Pousser les constructeurs à vendre de l'électrique


Pour remplir leurs obligations, les constructeurs ont deux possibilités. La principale passe par la mise en vente ou en location d'un certain nombre de véhicules neufs électriques ou hybrides rechargeables spécifiquement visés dans une liste réalisée par le ministère du développement durable. Ils devront être immatriculés au Québec pour rentrer dans le comptage du gouvernement.

La voie de secours est autrement de racheter des crédits à un constructeur qui en aurait accumulé plus que de mesure. Un système qui, en Californie, a notamment apporté à Tesla une source complémentaire de revenus en revendant ses surplus aux autres constructeurs, rapporte le site Elektrek.

Ceux qui n'accumuleraient pas suffisamment de crédits devront verser une redevance dont les règles de calcul seront fixés par règlement.

Avec cette nouvelle loi, le Québec se place ainsi aux côtés des dix États américains, dont la Californie, représentant près du tiers du marché américain, qui ont déjà adopté une réglementation similaire. Leur expérience démontre que l'offre de véhicules zéro émission a augmenté et qu'il en a résulté une baisse des prix pour ce type d'automobiles, explique le gouvernement dans son communiqué.

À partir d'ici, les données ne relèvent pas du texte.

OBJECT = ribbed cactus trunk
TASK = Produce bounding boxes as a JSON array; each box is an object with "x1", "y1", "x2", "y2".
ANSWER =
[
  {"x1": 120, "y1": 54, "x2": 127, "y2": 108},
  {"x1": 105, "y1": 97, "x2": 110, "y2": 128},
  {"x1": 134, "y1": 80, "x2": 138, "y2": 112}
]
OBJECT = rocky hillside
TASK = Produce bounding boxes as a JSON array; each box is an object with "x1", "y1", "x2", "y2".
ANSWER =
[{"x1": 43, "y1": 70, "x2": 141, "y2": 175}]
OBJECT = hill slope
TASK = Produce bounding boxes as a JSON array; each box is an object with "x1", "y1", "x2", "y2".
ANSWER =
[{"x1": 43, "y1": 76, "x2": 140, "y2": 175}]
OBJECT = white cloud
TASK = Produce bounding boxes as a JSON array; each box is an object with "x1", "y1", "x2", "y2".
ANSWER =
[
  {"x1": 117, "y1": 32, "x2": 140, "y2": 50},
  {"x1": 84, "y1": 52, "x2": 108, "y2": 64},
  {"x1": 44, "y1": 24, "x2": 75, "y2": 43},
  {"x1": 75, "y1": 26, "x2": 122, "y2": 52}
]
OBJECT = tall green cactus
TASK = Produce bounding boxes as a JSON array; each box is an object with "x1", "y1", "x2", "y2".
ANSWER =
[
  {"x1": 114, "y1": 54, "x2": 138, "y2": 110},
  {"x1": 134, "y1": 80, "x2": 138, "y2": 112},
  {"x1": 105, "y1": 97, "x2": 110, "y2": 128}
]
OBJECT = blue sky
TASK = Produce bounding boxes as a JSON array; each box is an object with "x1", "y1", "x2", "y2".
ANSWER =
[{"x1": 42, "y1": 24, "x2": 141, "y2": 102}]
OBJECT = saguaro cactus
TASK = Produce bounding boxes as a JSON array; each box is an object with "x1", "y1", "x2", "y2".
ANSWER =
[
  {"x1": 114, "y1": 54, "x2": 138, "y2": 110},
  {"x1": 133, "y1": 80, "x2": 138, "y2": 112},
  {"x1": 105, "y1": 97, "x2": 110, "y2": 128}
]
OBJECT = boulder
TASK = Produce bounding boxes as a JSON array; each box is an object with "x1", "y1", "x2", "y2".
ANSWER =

"Nous venons d'adopter un projet de loi parmi les plus sévères en Amérique du Nord, et nous l'avons fait unanimement, s'est réjoui le ministre Heurtel. C'est un énorme pas en avant vers l'atteinte des objectifs tant environnementaux qu'économiques du Québec", renchérit le ministre du Développement durable, de l'Environnement et de la Lutte contre les changements climatiques, David Heurtel. Rappelons qu'au Québec, le secteurs des transports est responsable de 45% des émissions de gaz à effet de serre.



Des incitations à acquérir un véhicule électrique en balance


Le Québec a enregistré en 2015 3 100 immatriculations de véhicules rechargeables. C'est 0,7% des ventes d'automobiles neuves de la province, mais 45% du marché canadien du véhicule rechargeable. Plus de 11 000 véhicules circulent actuellement sur les routes, dont 55% sont des hybrides rechargeables.

Avec cette loi, le gouvernement vise à faire passer la part de marché à 3,4% en 2018, 6,9% en 2020 et 15,5% en 2025.

Pour accompagner le passage au véhicule électrique, le Québec déploie actuellement un réseau d'infrastructures de charge via HydroQuébec et a mis en place plusieurs politiques incitatives, parmi lesquelles une prime de 8 000 $ sur l'achat d'un véhicule électrique, une aide de 600 $ sur l'installation de bornes de recharge à domicile ou encore plus récemment, l'installation de prises dans les parkings d'immeubles neufs.